The root issue here is that you have developers who are involved in localization, which is not their primary responsibility, and localizers who are involved in development (by producing source files that have to be compiled). I think that we can resolve these issues and streamline the process by simply separating the functions more distinctly.

First, we need to have a method whereby localization can take place during the build process without any intervention. My first thoughts here are that we could create a program that is part of the build system that localizes an english source file into another language source file. The data that this program would consume is a translation database that would be checked into the source control system. The localization team is responsible simply for checking in a new copy of the database when they have updates. This system is a good improvement on the original, but it still leaves the problem that the files have to be compiled after the localization process changes them. One wrong string (with a misplaced quote character, etc.) and the build fails.

A better way to solve this problem is that the build system builds the initial binaries. Then the localization program is pointed at the binary file containing english resources. It edits this binary file and produces a copy of it with updated resources. In this way, we have isolated the localization process from the development process as much as possible.

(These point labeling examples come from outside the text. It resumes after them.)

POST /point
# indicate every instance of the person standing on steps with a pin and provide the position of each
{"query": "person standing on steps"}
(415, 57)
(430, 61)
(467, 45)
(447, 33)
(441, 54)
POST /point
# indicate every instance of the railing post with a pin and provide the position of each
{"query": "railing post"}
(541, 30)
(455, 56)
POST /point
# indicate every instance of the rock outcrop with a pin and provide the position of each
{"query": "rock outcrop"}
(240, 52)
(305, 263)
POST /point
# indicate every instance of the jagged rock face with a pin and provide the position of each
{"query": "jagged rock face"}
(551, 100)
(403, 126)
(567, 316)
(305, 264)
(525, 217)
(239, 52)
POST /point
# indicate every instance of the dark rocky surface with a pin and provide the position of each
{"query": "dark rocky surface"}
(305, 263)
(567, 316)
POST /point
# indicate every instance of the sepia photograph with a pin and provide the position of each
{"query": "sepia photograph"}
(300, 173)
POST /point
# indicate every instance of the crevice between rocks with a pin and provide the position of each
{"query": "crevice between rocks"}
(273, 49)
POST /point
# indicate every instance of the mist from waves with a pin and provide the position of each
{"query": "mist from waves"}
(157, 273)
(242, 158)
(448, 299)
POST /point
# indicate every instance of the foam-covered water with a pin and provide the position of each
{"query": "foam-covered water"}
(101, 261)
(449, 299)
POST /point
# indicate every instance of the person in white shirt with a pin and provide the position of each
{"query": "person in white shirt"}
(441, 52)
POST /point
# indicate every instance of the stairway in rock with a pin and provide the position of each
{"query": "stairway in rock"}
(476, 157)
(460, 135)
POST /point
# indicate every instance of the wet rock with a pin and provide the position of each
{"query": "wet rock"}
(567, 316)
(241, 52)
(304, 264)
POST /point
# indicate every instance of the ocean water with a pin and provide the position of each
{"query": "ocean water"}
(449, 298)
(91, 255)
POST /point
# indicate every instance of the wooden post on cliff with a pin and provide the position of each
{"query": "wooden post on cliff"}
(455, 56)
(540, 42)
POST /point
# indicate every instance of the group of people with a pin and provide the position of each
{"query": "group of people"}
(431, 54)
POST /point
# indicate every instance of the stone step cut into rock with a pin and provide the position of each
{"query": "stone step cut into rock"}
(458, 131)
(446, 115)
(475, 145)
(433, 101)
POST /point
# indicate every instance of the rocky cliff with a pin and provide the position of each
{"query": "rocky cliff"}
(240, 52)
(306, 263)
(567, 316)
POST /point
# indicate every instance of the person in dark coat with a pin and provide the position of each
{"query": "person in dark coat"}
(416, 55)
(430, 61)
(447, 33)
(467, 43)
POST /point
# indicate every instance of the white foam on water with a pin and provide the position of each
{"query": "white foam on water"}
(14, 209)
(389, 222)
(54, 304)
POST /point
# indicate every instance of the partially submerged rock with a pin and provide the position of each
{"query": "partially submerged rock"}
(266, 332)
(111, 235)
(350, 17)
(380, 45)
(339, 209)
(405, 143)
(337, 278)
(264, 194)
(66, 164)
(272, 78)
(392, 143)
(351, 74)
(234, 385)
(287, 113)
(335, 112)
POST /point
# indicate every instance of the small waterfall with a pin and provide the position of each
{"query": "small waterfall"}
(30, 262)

The program that is responsible for performing the localization of binaries should also produce as part of its output a file that shows what resources are new or updated. This resources need further localization work. There needs now to be a tool that the localizers use to edit the localization database. It should be able to consume this build output product to import the new strings into their database. In this way the localizers never have to deal directly with the product. They only deal with the inputs to a tool that they own, and the outputs from a tool that they own.

Another side improvement to the general localization process is how to do a large degree of localization before any translation takes place. This process is what I have heard referred to as “pseudo-localization”. The localizing tool should be capable of producing a “pseudo-localized” binary, that does not have ANY real strings. Rather, it should take all existing string resources, generate enough gibberish to pad the value and make it long enough to simulate a translated string. (Usually strings grow by something like 30% or so when translated to certain languages.) The product can then be installed and tested with these pseudo-localized strings to find spacing issues, etc. long before any translation work is done.